I'm bringing that one in last but I can't stress how important it is: Put in the hours and knows what it means. People out there are hard worker. If you think you work hard, then remember someone is working way harder than you to make it. 

A number often heard in the concept art field, is that to make it as a freelance artist for animation, film, AAA games, you need around 10000 (10K) hours of effective focused training. I use a little app called "Hours" on ios to track my effective learning/production time, and on a 14 hours work day it rarely total 10 hours.

If your school offer a program of 35 hours per week, you should consider working on your side in the evenings and on weekends and double that number. Schools are awesome, being with friends and experienced teachers in a lively environment is invaluable. 

Please don't take anything I say as an encouragement to drop off of school, I wish I had a chance to go in an art school when I was 18, things would have been easier.

So, do you feel you're sharing any of these thoughts? Is there something you strongly disagree with? Do you have a personal experience that goes behind or contradict any of these points?

Let me know in the comments below!

3 Photoshop Sketching Brushes

Sketching in 2D has been for a long time a really difficult thing to me.

The more I developed 3D skills, the more it seems obvious to sketch in zbrush, keyshot and photoshop. Except that sketching in 2D is excessively fun and pleasant and I was a bit frustrated not to be creative that way.

Every brush packs I was trying around was supposed to be fantastic, but I couldn't figure the proper way to use the tools the same way the author did and as a result I couldn't get creative with them. They were just fine for paint-over and detailing, but not that much for ideation.

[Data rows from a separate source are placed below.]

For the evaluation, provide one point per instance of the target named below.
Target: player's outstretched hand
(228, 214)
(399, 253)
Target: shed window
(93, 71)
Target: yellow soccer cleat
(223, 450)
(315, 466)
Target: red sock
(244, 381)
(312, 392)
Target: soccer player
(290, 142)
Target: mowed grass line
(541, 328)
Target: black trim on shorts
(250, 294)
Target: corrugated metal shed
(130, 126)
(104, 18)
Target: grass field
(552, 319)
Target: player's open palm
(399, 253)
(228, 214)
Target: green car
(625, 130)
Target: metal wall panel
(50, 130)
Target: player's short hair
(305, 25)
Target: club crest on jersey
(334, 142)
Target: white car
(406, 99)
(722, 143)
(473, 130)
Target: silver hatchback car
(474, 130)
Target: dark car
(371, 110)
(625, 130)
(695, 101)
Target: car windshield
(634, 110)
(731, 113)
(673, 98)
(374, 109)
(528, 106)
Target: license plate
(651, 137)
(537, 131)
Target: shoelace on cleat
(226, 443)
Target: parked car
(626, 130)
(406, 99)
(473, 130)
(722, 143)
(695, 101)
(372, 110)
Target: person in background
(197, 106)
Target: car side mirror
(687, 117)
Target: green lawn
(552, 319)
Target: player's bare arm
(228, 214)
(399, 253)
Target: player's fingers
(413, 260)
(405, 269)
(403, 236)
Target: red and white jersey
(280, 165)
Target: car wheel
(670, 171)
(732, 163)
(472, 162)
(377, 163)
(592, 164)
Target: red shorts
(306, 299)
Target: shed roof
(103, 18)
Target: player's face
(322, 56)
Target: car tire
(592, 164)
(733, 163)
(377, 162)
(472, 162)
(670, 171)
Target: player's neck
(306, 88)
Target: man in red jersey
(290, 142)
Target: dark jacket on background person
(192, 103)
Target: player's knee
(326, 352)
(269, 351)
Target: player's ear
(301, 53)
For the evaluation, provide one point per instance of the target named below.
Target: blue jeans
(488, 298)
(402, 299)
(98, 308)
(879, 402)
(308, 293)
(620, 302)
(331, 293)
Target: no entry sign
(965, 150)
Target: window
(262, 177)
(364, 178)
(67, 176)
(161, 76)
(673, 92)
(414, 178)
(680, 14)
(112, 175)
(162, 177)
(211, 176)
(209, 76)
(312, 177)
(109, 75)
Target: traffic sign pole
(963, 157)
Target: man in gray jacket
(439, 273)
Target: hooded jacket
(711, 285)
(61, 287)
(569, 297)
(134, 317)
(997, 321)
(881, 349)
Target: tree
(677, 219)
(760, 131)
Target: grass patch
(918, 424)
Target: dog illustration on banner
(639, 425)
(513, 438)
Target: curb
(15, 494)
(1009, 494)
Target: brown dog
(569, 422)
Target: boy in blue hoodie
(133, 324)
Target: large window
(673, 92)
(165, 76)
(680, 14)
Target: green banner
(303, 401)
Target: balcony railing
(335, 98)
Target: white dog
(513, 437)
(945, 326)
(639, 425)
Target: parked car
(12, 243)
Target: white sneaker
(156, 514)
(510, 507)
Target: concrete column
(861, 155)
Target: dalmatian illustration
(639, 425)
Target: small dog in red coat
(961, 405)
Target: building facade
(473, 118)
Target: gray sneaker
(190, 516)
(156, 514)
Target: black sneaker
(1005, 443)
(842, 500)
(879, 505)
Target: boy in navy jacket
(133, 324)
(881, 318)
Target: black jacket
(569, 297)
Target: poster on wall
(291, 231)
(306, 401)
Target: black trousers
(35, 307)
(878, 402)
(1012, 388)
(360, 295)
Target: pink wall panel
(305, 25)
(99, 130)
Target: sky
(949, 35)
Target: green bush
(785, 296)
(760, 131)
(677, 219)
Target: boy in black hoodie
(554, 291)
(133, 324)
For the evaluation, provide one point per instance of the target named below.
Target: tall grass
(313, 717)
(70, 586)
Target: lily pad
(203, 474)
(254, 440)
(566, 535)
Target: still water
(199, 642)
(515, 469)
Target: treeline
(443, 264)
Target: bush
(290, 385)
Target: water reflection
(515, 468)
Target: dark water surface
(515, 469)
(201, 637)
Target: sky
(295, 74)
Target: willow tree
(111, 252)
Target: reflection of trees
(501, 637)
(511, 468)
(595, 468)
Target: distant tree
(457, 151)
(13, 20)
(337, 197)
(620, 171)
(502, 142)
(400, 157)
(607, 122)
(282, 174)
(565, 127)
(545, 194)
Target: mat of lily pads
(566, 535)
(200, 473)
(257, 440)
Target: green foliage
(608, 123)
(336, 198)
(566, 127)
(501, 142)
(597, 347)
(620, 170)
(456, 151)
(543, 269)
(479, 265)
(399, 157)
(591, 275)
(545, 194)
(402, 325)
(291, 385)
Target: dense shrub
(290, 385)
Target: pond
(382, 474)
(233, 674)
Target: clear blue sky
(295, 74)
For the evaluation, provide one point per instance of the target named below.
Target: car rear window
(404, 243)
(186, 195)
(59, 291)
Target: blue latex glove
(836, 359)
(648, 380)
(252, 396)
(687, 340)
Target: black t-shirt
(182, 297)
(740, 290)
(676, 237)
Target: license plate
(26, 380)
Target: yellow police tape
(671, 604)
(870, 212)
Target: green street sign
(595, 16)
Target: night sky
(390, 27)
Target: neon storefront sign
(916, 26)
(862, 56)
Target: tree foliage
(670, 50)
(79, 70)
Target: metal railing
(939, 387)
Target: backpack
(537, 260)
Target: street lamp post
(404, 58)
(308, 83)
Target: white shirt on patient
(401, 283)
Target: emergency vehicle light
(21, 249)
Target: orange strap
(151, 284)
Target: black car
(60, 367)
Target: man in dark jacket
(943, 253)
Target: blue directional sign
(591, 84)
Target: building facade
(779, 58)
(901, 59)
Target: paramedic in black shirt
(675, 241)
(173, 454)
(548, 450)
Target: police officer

Until I started to design my own brushes! For a month or so, I worked everyday for a couple hours at designing brushes in batch, trying to understand what kind of behaviors I liked and mastering slowly the subtleties of the Adobe Photoshop brush engine.

As I was experimenting with my new brushes, I was finding myself feeling more creative with the 2D medium, up to the point where random doodles turned, without really thinking about it, into sketches. Sketching this way relieves a lot of creative pressure and is really refreshing.

This pack contains 3 free brushes I particularly like for their ability to be used at large and medium sizes. They have that nice unpredictability and yet they generate complex and interesting textures and edges that spark my imagination.

What's your experience with designing brushes? Is it a practice you find important to your own creative process? Do you manage to be creative with brushes designed by others?